Daniel interpreted the writing on the wall for the decadent King Belshazzar: “You have been weighed on the scales and found wanting” (Daniel 5:27). Socialized medicine deserves similar judgment.
The United States medical system merits description in apocalyptic terms. However, presidential candidates and religious leaders advocating socialized medicine seem blind to the dysfunctional nature of third-party healthcare. Despite ostensibly compassionate intentions, expanding government control of medical care would result in greater disservice to the uninsured and precariously insured.
Government healthcare creates a great deal of misperception about who’s responsible for paying the bill. Resource consumption increases when people think someone else is shouldering the cost. Nobel Laureate Milton Friedman observed, “Nobody spends somebody else's money as carefully as he spends his own.” More than 60 years of “someone else” paying for healthcare has led to medical expense inflation. Our predominately third-party reimbursement “system,” beginning after World War II for employees and after Medicare in 1965 for the retired, has resulted in out-of-control spending. Increasing the role of government will spur unbridled medical services consumption and further harm the underserved. Medical resources are limited. An expanded government role in healthcare will necessarily lead to rationing, shortages of healthcare providers, delay in treatment, and deterioration in quality of care.
Medicaid is a socialized medicine microcosm. In that system, price controls and bureaucracy result in rationing by deterring provider participation and delaying treatment, with subsequent deterioration in quality of care. Affluent individuals are able to access better healthcare outside of any government system. The majority will wonder why circumstances are worse with a single-payer system.

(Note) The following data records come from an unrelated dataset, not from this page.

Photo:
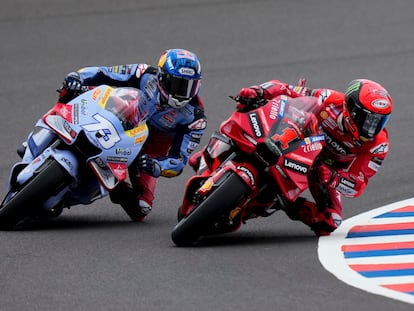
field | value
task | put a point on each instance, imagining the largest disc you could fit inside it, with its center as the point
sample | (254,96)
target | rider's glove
(249,98)
(71,87)
(149,165)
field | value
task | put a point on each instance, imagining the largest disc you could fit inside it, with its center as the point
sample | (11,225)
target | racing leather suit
(344,165)
(173,133)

Government healthcare fails to control expenses. The combination of an aging population, technological advances and unconstrained consumption has led to an unsustainable growth in costs. Paul Starr, in The Social Transformation of American Medicine (1982) compared United States medical spending before and after President Johnson signed Medicare legislation in 1965. Seven years before Medicare, medical inflation was 3.2 percent. Five years later it was 7.9 percent, and now it is approximately 9 percent. The Congressional Budget Office reports that over the past 30 years, in comparison to the nation’s gross domestic product (GDP), healthcare spending has more than doubled. Furthermore, the CBO predicts that it will double again by 2035, to more than 30 percent of U.S. GDP. These trends would improve if medical resources were consumed with more direct personal participation in the cost of those decisions.

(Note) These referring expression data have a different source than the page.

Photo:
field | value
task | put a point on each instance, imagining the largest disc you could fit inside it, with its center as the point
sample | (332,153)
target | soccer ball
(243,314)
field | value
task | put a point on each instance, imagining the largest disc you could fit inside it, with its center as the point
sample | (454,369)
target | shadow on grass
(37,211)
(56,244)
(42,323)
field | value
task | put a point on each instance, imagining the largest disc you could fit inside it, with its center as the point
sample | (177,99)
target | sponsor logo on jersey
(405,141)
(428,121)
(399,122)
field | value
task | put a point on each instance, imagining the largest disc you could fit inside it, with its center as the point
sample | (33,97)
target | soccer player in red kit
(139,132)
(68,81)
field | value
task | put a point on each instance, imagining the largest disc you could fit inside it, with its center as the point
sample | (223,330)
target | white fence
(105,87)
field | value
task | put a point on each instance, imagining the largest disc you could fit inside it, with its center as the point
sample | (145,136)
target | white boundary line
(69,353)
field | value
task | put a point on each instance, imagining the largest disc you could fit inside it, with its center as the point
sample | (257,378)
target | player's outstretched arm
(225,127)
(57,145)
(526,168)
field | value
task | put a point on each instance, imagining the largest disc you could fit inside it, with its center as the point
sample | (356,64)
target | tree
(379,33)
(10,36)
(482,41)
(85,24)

Doesn’t government healthcare cost less than private, for-profit, coverage? Benjamin Zycher reported that private insurance administrative costs are 11-14 percent of benefits, compared to Medicare, when including relevant costs, at 6 percent (Manhattan Institute, 2007). However, single-payer advocates suggesting costs savings over private insurance disregard the increase in healthcare consumption by the newly covered. These additional costs would offset, and likely exceed, the single-payer savings scenario. Furthermore, when considering the domestic economic losses from increased taxes to pay for more healthcare, the single-payer model costs conservatively rise to at least the 24–25 percent range, well in excess of private insurance.
Government health care elsewhere is inadequate. Canada and the United Kingdom provide contemporary models where rationing occurs by bureaucracy and delay. Disease-specific outcome comparisons discredit studies that report greater satisfaction with socialized healthcare despite lower relative spending. Morbidity and mortality are worse. For example, a five-year survival rate for prostate cancer of less than 70 percent in the United Kingdom is objectionable compared to a greater than 95 percent survival rate in the United States. A 2006 Fraser Institute study reported that the average waiting time between primary-care referral and specialist treatment increased to 17.8 weeks in a Canadian survey. The average delay between referral and orthopaedic surgery was 40.3 weeks. Wealthier Canadians commonly travel to the United States for care. The majority cannot.

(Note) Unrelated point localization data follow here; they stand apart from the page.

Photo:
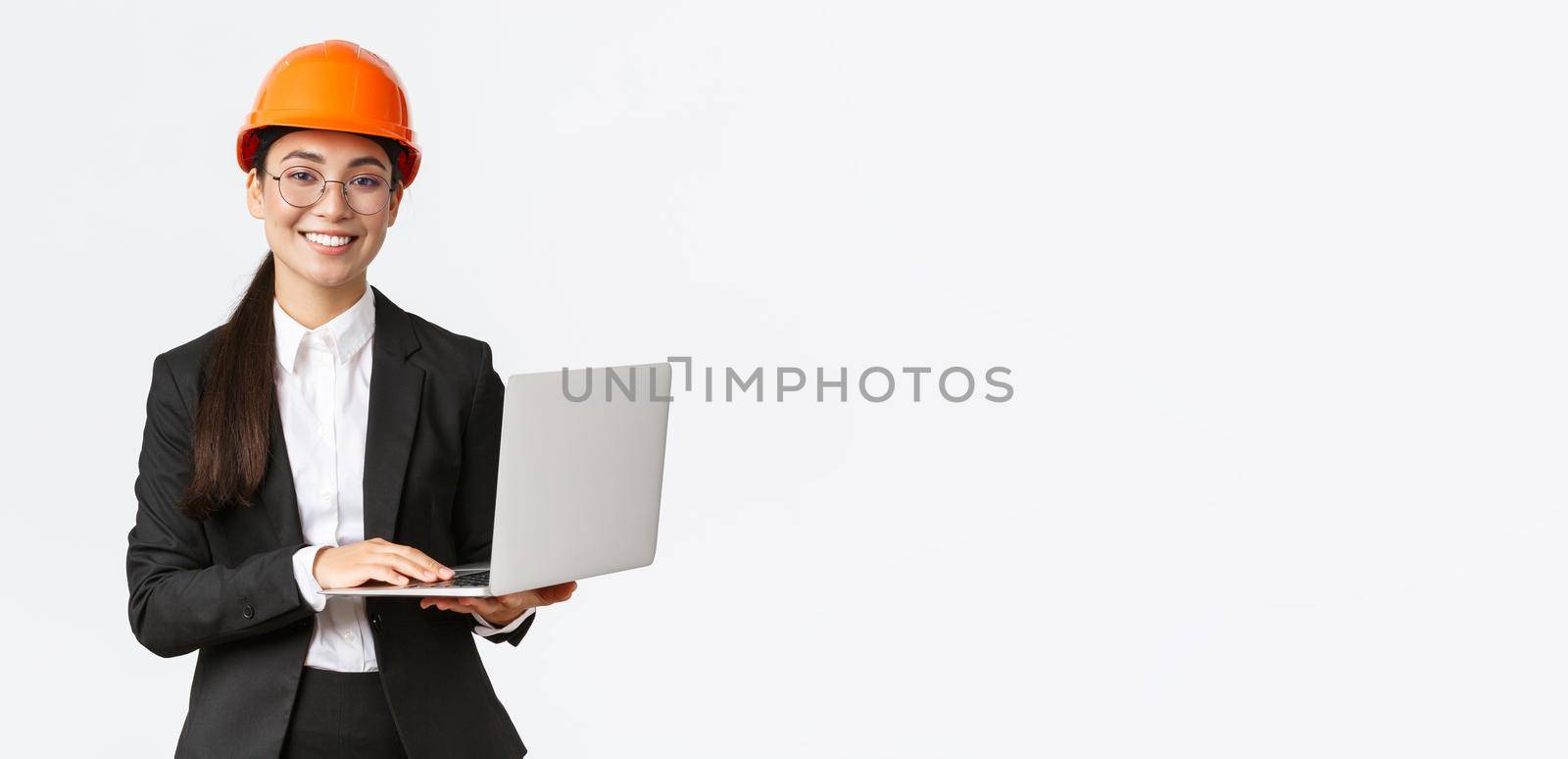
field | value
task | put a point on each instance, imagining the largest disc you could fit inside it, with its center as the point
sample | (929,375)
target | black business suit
(224,586)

Single-payer advocates argue healthcare is the right thing to do, and government ought to fulfill this duty. However, given finite medical resources, fulfilling all healthcare demand is impossible. Moral theologian Fr. Thomas Williams in Who is My Neighbor? (2005) distinguishes between moral and civil rights. Moral and civil rights differ with respect to their demands upon government protection. We can agree upon a moral duty to make healthcare accessible to all citizens and work toward that goal, while disagreeing about the obligation of government to provide complete health services to everyone via socialized medicine.
The common good would be better served by market-oriented reforms for elective and extraordinary healthcare coupled with compassionate subsidization for the needy, rather than socialized medicine. Tax law changes could help improve insurance portability and affordability. Current laws perversely subsidize high income earners and large company personnel. Small business employees and others who pay for healthcare with after tax dollars are regressively burdened. Increasing inter-state competition for insurance companies could decrease premium cost, remove thousands from the uninsured roles, and lead to stronger demands for quality.
Patients paying for healthcare at the point of service would be more prudent consumers than those perceiving healthcare benefits as an entitlement. People might take better care of themselves. With improved alignment of responsibility for personal health choices and medical-care consumption, scarce healthcare resource allocation would improve. We cannot expect this much from government.